Make Computers Make Computers

Daniel Botha

What’s better than one Sprite?. Sprites making other Sprites.

Claude (running in a Sprite) already knows how to use the Sprites API. So you can ask it to create new Sprites, configure their network policies, hit their HTTP endpoints etc.

To authorise one Sprite to control others, you’ll need to visit to sprites.dev/account/{your-org} and create a token. Then tell Claude to use it to authorise it’s Sprite.

Here are a few of ways that the Fly team is already using this capability on the daily:

Central Auth for Everything

A Sprite that handles OAuth flows for other Sprites.
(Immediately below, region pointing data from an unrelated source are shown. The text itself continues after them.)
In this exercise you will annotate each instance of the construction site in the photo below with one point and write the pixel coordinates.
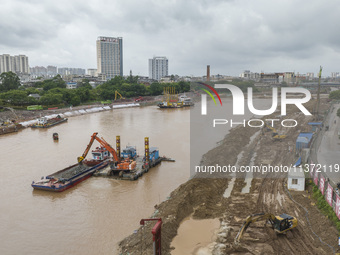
(244, 205)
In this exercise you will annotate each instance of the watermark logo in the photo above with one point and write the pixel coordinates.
(238, 100)
(204, 97)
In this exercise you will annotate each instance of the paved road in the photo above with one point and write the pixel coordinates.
(329, 149)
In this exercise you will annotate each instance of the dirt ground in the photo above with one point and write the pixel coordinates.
(203, 197)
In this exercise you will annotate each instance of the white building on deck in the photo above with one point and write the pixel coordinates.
(296, 179)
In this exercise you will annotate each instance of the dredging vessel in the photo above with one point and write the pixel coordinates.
(43, 122)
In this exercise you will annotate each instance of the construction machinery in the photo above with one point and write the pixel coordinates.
(126, 164)
(280, 223)
(118, 94)
(275, 135)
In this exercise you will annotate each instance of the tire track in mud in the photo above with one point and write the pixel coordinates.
(272, 198)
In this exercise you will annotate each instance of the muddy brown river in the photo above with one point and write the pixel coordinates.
(92, 217)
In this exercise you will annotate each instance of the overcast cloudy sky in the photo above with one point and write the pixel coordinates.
(230, 36)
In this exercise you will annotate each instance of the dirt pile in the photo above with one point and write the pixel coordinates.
(204, 198)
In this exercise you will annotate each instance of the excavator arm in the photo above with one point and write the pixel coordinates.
(82, 157)
(108, 147)
(251, 219)
(103, 143)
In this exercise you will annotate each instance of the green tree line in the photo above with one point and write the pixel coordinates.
(53, 91)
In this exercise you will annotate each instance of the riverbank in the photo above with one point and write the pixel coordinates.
(205, 198)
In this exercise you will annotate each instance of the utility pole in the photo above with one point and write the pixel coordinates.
(318, 96)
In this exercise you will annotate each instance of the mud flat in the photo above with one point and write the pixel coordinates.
(203, 199)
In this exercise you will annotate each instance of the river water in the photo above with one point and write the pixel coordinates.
(93, 216)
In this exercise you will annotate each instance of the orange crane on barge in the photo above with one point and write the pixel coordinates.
(127, 164)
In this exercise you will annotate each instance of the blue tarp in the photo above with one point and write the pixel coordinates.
(315, 125)
(303, 140)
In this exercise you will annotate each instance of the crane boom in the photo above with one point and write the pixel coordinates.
(103, 143)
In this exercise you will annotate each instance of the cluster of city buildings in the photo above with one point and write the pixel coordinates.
(16, 64)
(109, 64)
(109, 55)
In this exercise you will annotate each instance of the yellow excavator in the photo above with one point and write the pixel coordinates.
(275, 134)
(280, 223)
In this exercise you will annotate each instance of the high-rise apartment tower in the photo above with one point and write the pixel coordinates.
(110, 56)
(158, 68)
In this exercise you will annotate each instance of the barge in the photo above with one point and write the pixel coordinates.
(43, 122)
(68, 177)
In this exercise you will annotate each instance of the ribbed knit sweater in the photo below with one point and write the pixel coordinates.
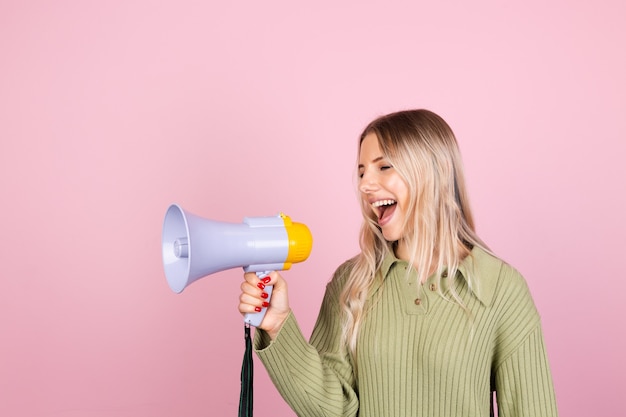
(419, 354)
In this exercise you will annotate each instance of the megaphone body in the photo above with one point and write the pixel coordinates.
(194, 247)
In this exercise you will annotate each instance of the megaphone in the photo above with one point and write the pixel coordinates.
(194, 247)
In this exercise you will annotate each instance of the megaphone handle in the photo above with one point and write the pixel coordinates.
(255, 319)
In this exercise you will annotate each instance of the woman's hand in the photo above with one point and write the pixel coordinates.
(253, 297)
Say you have five Sprites that all need to talk to GitHub, Slack, or some other OAuth-protected service. Each one needs tokens. Managing that across five separate environments is annoying.

Make an Auth Sprite do it for you instead. Workers call the Auth Sprite when they need a token. The Auth Sprite refreshes tokens, handles redirects and stores creds in one place.

CI That Doesn’t Share State

Traditional CI runs tests in containers that share… something. A docker daemon. A cache directory. A network namespace.

With Sprites, each test run gets its own actual computer. Tell your orchestrator Sprite to spin up a worker for each test file, lock down its network to just what it needs (pypi, github), run the test, collect results, done.

Each test runs in full isolation. Nothing is shared. One flaky test can’t poison another.

Preview Environments Per PR

Every pull request gets its own Sprite. Reviewers hit a real URL with a real running app.

The orchestrator watches GitHub webhooks:

  • PR opened → spin up a Sprite, deploy the branch, comment the URL
  • PR updated → redeploy to the same Sprite
  • PR merged/closed → destroy the Sprite

No resource contention between PRs. No “sorry, all the preview slots are taken.” No shared database bleeding state between reviews.

Agent Delegation

You have an AI agent that’s good at planning but you don’t want it directly touching production. Or you have specialized agents; one that’s great at frontend work, another that knows your database schema cold.

The manager agent runs in one Sprite. It breaks down tasks and delegates to worker agents in their own Sprites:

Each worker has network policy locked down to only what it needs. The React agent can hit npm but not your production database. The DB agent can hit Postgres but not the internet.

Running Untrusted Code

Someone (or something) gives you code. You need to run it. Fear increases.

Tell Claude in a Sprite to create a worker with a deny-all network policy. The worker can’t talk to anything. Run the untrusted code. Grab the output. sprite destroy it if it does something scary.

The code can’t phone home, can’t exfiltrate data, can’t crypto-mine on your dime.

Team Provisioning

New developer joins. They need a Sprite with your standard tooling, your repos cloned, your services configured.

One “provisioner” Sprite has a script that:

  1. Creates a new Sprite
  2. Configures its network policy for your internal services
  3. Clones your repos
  4. Installs your standard dependencies
  5. Creates a checkpoint (so they can always restore to “fresh”)
  6. Sends them the URL

Onboarding is one API call.

Bonus Level

Add checkpoints to these workflows. Your controller can checkpoint a functioning worker, then restore to that checkpoint before each job. Immutable infrastructure, but fast.